Kutipan hadis ini sering didengar di kalangan Pesantren yang bernotabene salaf atau di dalamnya terdapat kajian kitab turats klasik. Jika dilihat secara sekilas, secara dzahir nash, maka pelaku dan korban pembunuhan apa saja, seperti apapun bentuknya atau dasar penyebabnya, semuanya akan masuk ke dalam kutipan hadis ini. Namun, sebenarnya pada hadis ini masih ada kalimat sebelum dan lanjutan setelahnya. Di dalam Sunan Ibnu Majah salah satu dari tujuh kitab rujukan mengenai hadits disebutkan:
حَدَّثَنَا أَحْمَدُ بْنُ سِنَانٍ، حَدَّثَنَا يَزِيدُ بْنُ هَارُونَ، عَنْ سُلَيْمَانَ التَّيْمِيِّ وَسَعِيدِ بْنِ أَبِي عَرُوبَةَ، عَنْ قَتَادَةَ؛ عَنْ الْحَسَنِ عَنْ أَبِي مُوسَى، قَالَ: قَالَ رَسُولُ اللَّهِ – صَلَّى اللَّهُ عَلَيْهِ وَسَلَّمَ -: “إِذَا الْتَقَى الْمُسْلِمَانِ بِسَيْفَيْهِمَا، فَالْقَاتِلُ وَالْمَقْتُولُ فِي النَّارِ” قَالُوا: يَا رَسُولَ اللَّهِ، هَذَا الْقَاتِلُ، فَمَا بَالُ الْمَقْتُولِ؟ قَالَ: “إِنَّهُ أَرَادَ قَتْلَ صَاحِبِهِ”.
“Menceritkan kepada kami Ahmad Bin Sinan, menceritakan kepada kami Yazid Bin Harun dari Sulaiman At-Taimi dan Sa’id bin Abi ‘Arubah dari Qatadata dari Al-Hasan dari Abi Musa, Abi Musa berkata: “Rasulullah Saw. bersabda: “Apabila ada dua orang muslim saling menyerang menggunakan pedang keduanya, maka orang yang membunuh (pelaku) dan orang yang dibunuh (korban) sama-sama masuk neraka”. Lalu para sahabat bertanya: “Ya Rasulullah ini pelaku, lalu bagaimana hukuman untuk korban sama seperti pelaku?”. Rasulullah menjawab: “Karena dia (korban) juga ingin membunuh musuhnya (pelaku).”.”
Imam Al-Khattabi di dalam kitab Fathul Bari Jus 12 halaman 197 berpendapat bahwa “Ancaman dalam redaksi hadis di atas berlaku bagi orang yang melawan musuhnya dalam perkara yang sifatnya duniawi atau berusaha mendapatkan kepemilikan.
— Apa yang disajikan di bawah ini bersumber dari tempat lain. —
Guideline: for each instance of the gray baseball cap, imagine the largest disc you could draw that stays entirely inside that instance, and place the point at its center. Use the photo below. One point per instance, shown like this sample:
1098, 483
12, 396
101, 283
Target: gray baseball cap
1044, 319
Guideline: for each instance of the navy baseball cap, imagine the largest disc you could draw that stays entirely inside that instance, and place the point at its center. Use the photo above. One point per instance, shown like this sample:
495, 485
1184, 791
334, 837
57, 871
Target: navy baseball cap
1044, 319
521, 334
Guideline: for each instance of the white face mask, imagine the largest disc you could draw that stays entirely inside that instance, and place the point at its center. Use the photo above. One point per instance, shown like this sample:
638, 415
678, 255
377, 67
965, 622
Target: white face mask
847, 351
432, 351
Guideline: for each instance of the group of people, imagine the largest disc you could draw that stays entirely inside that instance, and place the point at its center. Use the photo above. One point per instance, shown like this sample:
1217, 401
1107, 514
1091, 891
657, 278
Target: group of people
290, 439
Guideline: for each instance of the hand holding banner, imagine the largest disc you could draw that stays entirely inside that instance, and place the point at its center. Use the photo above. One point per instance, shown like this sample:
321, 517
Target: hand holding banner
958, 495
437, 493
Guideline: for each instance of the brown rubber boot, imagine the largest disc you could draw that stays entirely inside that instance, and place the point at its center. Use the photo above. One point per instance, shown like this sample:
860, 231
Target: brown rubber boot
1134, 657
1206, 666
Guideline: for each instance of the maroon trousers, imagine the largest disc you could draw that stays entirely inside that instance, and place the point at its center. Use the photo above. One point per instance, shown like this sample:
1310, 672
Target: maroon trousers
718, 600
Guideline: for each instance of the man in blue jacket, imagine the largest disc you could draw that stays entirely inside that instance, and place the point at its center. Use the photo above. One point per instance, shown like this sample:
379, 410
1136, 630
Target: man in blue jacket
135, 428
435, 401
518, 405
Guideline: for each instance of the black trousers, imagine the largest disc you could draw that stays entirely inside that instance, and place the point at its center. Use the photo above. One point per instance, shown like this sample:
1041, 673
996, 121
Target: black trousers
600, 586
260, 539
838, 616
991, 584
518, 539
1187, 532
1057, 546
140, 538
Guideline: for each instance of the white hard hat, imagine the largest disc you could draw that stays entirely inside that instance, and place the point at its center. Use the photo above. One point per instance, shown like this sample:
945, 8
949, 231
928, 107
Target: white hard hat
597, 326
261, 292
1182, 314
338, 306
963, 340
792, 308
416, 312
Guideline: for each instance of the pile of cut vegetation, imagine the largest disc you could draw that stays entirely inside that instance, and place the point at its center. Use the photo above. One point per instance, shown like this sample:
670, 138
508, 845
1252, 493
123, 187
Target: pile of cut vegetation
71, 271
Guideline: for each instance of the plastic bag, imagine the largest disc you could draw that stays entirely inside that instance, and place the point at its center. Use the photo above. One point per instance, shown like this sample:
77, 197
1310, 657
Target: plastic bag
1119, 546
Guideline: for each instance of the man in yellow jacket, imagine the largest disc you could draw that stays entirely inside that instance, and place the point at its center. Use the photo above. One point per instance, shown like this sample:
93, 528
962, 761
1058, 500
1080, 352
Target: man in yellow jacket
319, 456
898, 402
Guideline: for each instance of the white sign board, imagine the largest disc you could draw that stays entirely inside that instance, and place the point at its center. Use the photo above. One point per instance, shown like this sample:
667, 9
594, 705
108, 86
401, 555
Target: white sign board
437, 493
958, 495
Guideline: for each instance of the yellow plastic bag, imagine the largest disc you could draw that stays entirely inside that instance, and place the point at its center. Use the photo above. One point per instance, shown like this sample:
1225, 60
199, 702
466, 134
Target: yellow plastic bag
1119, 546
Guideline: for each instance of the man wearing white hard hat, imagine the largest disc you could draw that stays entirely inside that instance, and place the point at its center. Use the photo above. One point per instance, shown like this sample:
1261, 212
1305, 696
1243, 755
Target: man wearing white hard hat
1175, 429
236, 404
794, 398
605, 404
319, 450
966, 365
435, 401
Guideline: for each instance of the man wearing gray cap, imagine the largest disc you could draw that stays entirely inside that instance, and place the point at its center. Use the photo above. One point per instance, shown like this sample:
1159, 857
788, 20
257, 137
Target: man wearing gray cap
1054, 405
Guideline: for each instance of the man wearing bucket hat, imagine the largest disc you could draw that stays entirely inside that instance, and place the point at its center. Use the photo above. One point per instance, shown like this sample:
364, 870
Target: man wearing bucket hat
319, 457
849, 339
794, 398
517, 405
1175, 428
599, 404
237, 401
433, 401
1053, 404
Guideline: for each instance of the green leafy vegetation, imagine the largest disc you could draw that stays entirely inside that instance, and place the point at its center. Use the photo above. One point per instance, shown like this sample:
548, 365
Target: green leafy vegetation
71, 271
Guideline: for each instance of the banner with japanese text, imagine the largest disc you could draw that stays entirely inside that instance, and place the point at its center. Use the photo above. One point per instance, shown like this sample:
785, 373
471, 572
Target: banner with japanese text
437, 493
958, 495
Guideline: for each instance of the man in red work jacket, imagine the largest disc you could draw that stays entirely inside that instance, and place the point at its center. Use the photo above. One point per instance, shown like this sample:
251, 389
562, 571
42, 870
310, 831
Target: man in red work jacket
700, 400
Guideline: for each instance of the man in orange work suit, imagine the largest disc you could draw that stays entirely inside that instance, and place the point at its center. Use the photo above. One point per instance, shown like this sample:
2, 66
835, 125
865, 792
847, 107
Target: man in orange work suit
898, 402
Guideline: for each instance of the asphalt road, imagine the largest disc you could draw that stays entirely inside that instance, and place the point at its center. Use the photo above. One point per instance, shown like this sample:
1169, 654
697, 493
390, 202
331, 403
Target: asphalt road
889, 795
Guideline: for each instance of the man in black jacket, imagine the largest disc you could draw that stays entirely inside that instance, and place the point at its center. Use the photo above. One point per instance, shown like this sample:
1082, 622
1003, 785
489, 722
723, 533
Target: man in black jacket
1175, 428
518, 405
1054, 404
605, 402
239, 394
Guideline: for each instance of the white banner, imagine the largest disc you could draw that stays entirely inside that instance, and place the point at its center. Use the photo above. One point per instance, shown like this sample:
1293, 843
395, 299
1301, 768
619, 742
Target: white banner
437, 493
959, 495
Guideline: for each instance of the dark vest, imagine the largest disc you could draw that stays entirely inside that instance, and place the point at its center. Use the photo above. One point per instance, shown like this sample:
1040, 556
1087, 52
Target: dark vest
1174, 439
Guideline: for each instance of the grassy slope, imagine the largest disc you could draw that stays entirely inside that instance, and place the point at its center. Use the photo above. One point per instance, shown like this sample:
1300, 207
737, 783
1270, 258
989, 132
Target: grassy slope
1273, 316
Sementara orang yang melawan pemberontak atau menghindari ancaman lalu terbunuh, maka tidak termasuk ke dalam ancaman ini. Karena syariat melegalkan untuk melawan pemberontak atau menghindari ancaman musuh”.
Syekh Sihabuddin Ar-Ramli penutup ahli tahkik di Mesir, Hijaz dan Syam di dalam Syarah Sunan Abi Daud Juz 17 halaman 12 juga memaparkan penjelasan yang sama seperti Syekh Al-Khattabi, hanya saja ada tambahan dari beliau tentang perlawanan yang dilakukan oleh para sahabat Nabi tidak termasuk dalam ancaman ini.
Dari kutipan hadits di atas dan penjelasan dari para ulama dapat disimpulkam bahwa yang masuk ke dalam kategori الْقَاتِلُ وَالْمَقْتُولُ فِي النَّارِ adalah ketika pelaku dan korban pembunuhan sama-sama berniat untuk membunuh, dan perlawanan untuk mendapatkan perkara yang sifatnya duniawi.
Sehingga ketika korban melakukan perlawanan untuk perkara yang sifatnya agama, melawan pemberontak atau hanya melakukan pembelaan dan tidak ingin membunuh, maka tidak masuk ke dalam kategori potongan hadits ini.